A joint effort by Sybase Inc. and Sun Microsystems Inc. has made strides in reversing the rule that as a data warehouse grows larger, it becomes more expensive and more difficult to manage.
The companies last week announced that their reference architecture for a data warehouse with 48.2 terabytes of input data is the largest to be certified by an independent audit. InfoSizing Inc., of Colorado Springs, Colo., conducted an audit of the architecture on behalf of the companies.
Beyond the sheer size, though, the companies said the architecture allows companies to save as much as $1 million per terabyte compared with typical data warehouse implementations by requiring less storage capacity to operate.

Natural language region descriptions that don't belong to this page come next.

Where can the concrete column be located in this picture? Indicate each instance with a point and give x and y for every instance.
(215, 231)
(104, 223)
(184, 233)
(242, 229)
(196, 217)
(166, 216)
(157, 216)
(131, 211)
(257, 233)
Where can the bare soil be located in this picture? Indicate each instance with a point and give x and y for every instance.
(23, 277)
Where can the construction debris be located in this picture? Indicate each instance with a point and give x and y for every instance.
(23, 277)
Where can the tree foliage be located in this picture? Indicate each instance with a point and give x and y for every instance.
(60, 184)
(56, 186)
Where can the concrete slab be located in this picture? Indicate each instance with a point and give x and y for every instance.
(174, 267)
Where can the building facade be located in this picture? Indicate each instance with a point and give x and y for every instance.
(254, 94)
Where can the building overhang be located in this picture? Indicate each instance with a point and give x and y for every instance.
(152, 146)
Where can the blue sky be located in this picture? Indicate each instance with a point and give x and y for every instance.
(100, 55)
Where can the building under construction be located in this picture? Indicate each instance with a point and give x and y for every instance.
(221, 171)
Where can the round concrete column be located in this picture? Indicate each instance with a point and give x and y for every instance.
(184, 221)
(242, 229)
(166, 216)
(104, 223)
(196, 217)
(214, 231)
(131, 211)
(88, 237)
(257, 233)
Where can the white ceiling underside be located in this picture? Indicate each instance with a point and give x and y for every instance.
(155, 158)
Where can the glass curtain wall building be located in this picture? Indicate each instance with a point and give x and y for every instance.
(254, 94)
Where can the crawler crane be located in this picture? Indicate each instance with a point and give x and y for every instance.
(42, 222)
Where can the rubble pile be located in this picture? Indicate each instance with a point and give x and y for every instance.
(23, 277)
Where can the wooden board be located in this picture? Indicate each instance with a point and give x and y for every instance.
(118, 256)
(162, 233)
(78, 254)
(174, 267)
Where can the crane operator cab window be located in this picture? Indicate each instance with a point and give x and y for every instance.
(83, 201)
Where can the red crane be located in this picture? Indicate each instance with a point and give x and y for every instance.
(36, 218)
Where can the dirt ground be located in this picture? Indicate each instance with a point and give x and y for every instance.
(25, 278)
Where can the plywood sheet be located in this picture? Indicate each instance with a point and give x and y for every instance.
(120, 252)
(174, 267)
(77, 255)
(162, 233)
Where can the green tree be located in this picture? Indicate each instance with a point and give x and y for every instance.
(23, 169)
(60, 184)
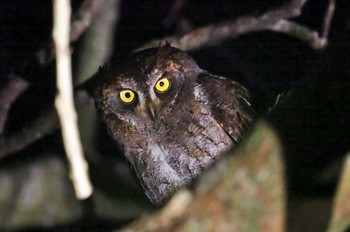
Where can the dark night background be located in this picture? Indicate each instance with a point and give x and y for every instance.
(313, 121)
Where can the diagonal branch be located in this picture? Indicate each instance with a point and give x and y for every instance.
(275, 20)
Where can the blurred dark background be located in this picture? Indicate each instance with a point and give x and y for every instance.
(313, 121)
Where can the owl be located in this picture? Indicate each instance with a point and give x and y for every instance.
(171, 118)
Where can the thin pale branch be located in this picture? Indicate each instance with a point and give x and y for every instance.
(64, 101)
(272, 20)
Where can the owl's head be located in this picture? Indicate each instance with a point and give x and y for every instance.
(133, 98)
(143, 85)
(171, 118)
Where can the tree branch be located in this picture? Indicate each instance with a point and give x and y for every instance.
(9, 92)
(65, 104)
(274, 20)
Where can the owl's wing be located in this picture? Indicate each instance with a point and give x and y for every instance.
(229, 103)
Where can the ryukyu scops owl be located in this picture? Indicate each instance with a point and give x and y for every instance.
(171, 118)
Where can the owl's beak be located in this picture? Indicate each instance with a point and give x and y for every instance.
(151, 112)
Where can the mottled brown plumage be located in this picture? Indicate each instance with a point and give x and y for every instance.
(171, 118)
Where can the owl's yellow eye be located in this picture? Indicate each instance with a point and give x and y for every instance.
(127, 96)
(163, 85)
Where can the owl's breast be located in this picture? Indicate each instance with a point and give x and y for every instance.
(192, 138)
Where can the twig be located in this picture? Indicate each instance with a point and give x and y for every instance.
(327, 22)
(9, 92)
(64, 101)
(272, 20)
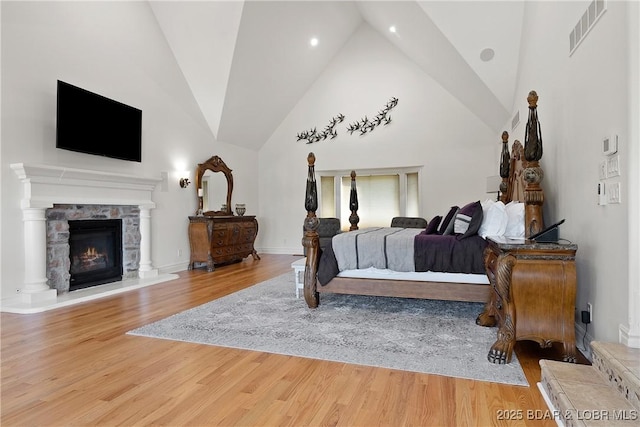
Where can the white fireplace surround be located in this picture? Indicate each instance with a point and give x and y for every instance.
(46, 185)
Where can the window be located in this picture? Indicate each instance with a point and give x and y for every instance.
(382, 195)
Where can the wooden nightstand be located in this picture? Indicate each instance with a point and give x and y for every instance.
(534, 295)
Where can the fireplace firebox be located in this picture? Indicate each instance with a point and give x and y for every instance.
(95, 251)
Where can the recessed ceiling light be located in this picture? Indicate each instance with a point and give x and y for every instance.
(487, 54)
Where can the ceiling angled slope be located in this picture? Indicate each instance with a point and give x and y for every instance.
(421, 40)
(202, 37)
(274, 63)
(472, 27)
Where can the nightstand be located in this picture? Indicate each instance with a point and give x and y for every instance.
(533, 298)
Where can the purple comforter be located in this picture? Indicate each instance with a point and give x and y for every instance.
(432, 252)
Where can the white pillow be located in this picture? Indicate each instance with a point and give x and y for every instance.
(515, 215)
(494, 220)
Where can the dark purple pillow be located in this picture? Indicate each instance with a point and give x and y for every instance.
(468, 220)
(448, 220)
(432, 227)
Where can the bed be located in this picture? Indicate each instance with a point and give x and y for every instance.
(323, 275)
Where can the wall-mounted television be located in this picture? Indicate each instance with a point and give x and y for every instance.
(90, 123)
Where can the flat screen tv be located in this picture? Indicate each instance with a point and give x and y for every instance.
(90, 123)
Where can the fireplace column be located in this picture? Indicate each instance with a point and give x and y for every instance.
(146, 268)
(35, 287)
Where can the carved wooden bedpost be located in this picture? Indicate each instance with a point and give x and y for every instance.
(353, 203)
(533, 174)
(311, 240)
(505, 159)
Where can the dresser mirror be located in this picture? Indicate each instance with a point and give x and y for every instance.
(211, 177)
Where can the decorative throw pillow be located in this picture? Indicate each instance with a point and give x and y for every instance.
(468, 220)
(432, 227)
(448, 221)
(494, 219)
(515, 219)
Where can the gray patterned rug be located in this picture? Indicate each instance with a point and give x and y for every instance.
(435, 337)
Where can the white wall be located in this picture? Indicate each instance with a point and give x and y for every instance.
(429, 128)
(117, 50)
(582, 99)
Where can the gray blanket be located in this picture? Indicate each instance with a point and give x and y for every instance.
(379, 247)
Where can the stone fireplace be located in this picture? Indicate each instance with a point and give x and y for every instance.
(66, 225)
(54, 195)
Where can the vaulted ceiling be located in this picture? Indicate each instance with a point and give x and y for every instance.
(253, 58)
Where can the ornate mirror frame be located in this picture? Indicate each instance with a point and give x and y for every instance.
(214, 164)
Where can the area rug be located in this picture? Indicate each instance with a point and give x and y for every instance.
(434, 337)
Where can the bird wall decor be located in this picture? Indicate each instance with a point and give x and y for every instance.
(365, 124)
(312, 135)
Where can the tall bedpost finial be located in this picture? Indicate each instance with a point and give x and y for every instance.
(505, 161)
(353, 203)
(311, 239)
(533, 133)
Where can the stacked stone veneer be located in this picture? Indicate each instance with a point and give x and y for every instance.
(58, 217)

The architecture, running on Sun midrange servers with Sun StorEdge 9960 systems and Sybases Adaptive Server IQ Multiplex analytical database, used 22 terabytes of storage. That is significantly less than traditional approaches, which require more than 300 terabytes of storage to support a similar-size data warehouse, said officials at Sybase, of Dublin, Calif. A combination of IQ Multiplexs compression and smart indexing technology was key to the lower storage requirement.
The reference architecture, introduced in November, was meant to demonstrate how customers could increasingly support larger volumes of data without incurring the cost of major redesigns of the data warehouse.
The Sybase-Sun architecture is enabling Kim Ross to build a 10-terabyte data warehouse with less storage than traditional relational databases. With it, Ross, CIO at Nielsen Media Research Inc., a subsidiary of VNU Inc., will be able to conduct faster queries and connect multiple host servers into one instance of the database. The data warehouse, which is still being deployed, will serve as the underpinning of a new application Nielsen Media is building. "This allows us to handle greater levels of details and provide better levels of performance, and both are huge benefits to our customers," said Ross, in Dunedin, Fla.
Competitors such as Teradata, a division of NCR Corp., downplayed the announcement of the 48.2-terabyte data warehouse, saying they have data warehouses in operation at customer sites with more terabytes of data and dont need to conduct audits to gain customer interest. Some customers run as much as 100 terabytes of raw data through a Teradata Warehouse system, said Teradata officials in San Diego.
IBM officials in Armonk, N.Y., made similar claims, pointing to two examples: Sprint Corp.s PCS unit has a 50-terabyte data warehouse, and State Farm Insurance Cos. has a 72-terabyte data warehouse.
Still, the Sybase-Sun announcement underscores the increasing size of data warehouses as customers collect and store ever more information about their business and customers. Sybase and Sun officials said they have about a dozen customers considering deploying the reference architecture.